Investigações sobre as condutas dos policiais foram conduzidas pela Corregedoria da Secretaria de Defesa Social.
A Secretaria de Defesa Social (SDS) publicou portarias, nesse fim de semana, determinando punições para policiais civis que estavam sendo investigados por irregularidades nas condutas adotadas durante o exercício de suas atividades.

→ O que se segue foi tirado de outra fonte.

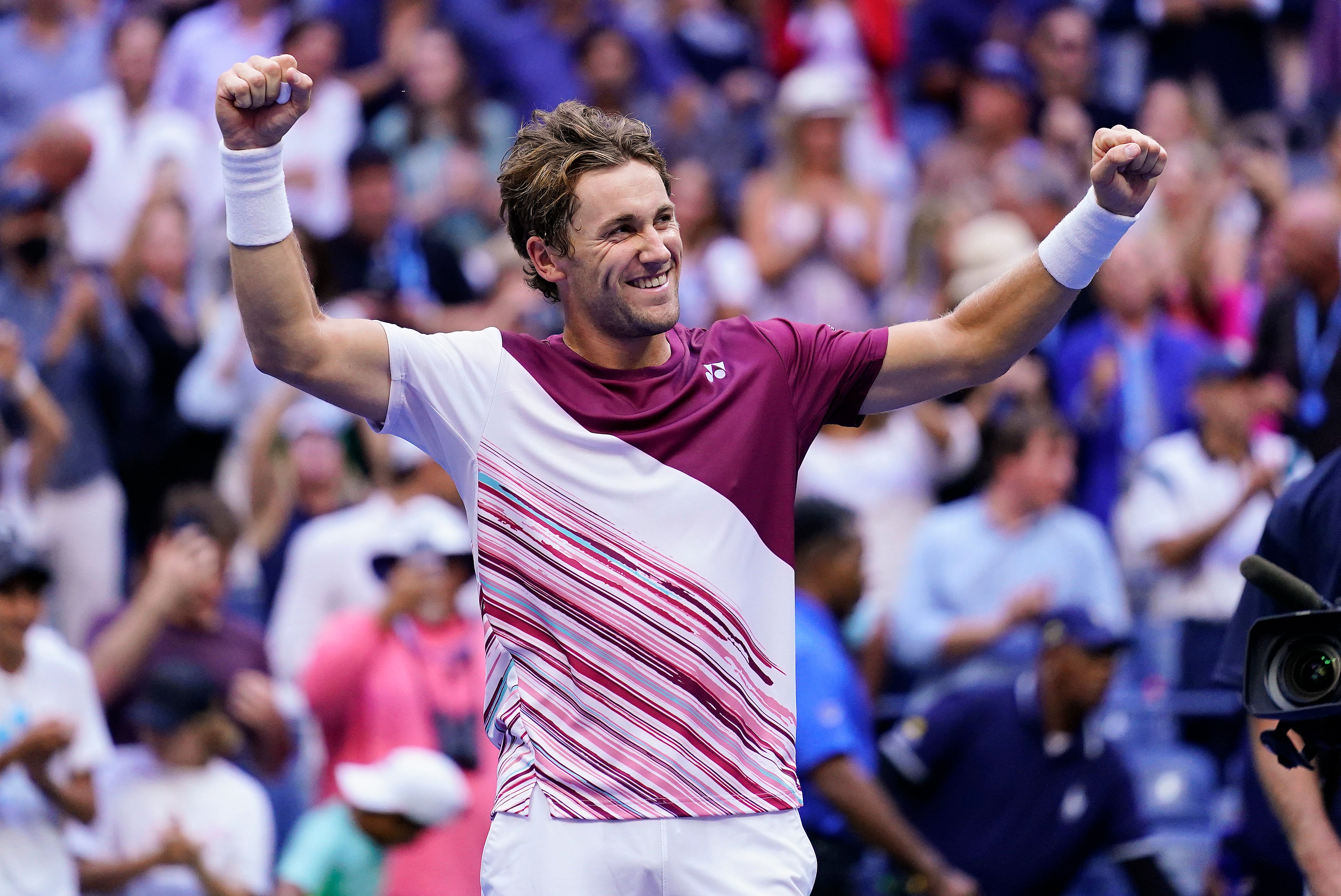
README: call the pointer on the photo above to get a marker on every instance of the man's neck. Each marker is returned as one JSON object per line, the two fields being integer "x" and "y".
{"x": 12, "y": 658}
{"x": 1057, "y": 718}
{"x": 1134, "y": 325}
{"x": 1324, "y": 288}
{"x": 619, "y": 355}
{"x": 1005, "y": 509}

As investigações, após denúncias recebidas, foram conduzidas pela Corregedoria da SDS. As punições foram determinadas pela secretária de Defesa Social, Carla Patrícia Cunha.
A primeira punição foi dada ao escrivão da Polícia Civil Afrânio dos Santos. Ele foi denunciado por falta de urbanidade e, segundo colegas, por falta de higiene pessoal, coletiva e de segurança na Delegacia de Tacaratu, no interior do Estado.
“Restou demonstrado que o sindicado, por mais de uma vez, deixou a porta da delegacia aberta durante a noite, negligenciando na segurança da unidade policial”, cita a portaria que determinou a punição.
“O sindicado utilizou o micro-ondas de uso comum da delegacia, e por duas vezes deixou de adotar as cautelas necessárias de segurança e higiene do aparelho”, diz outro trecho.
“O sindicado apresentava problemas de convívio social com os colegas da unidade policial, revelando, no mínimo, o desprezo com as mais comezinhas regras de convivência social e urbanidade, assim como àquelas legais e institucionais a que está sujeito”, completa a portaria.
A secretária de Defesa Social determinou que o policial civil seja suspenso por quatro dias.
“POSTURA AGRESSIVA, DESRESPEITOSA”
A segunda portaria puniu o comissário da Polícia Civil José Roberto Vieira de Barros.
O texto, assinado pela secretária estadual, cita que o policial agiu com “total desrespeito”, “falta de urbanidade e no uso de postura agressiva, desrespeitosa e sem educação” na tentativa de frustrar uma fiscalização promovida pela Corregedoria Geral da SDS, cuja inspeção foi realizada no Departamento de Repressão ao Narcotráfico (Denarc), em 23 de novembro de 2021.
O policial ainda teria chamado o chefe da equipe de fiscalização de “covarde”.
Diante das provas coletadas, a secretária estadual decidiu pela suspensão do policial por dois dias.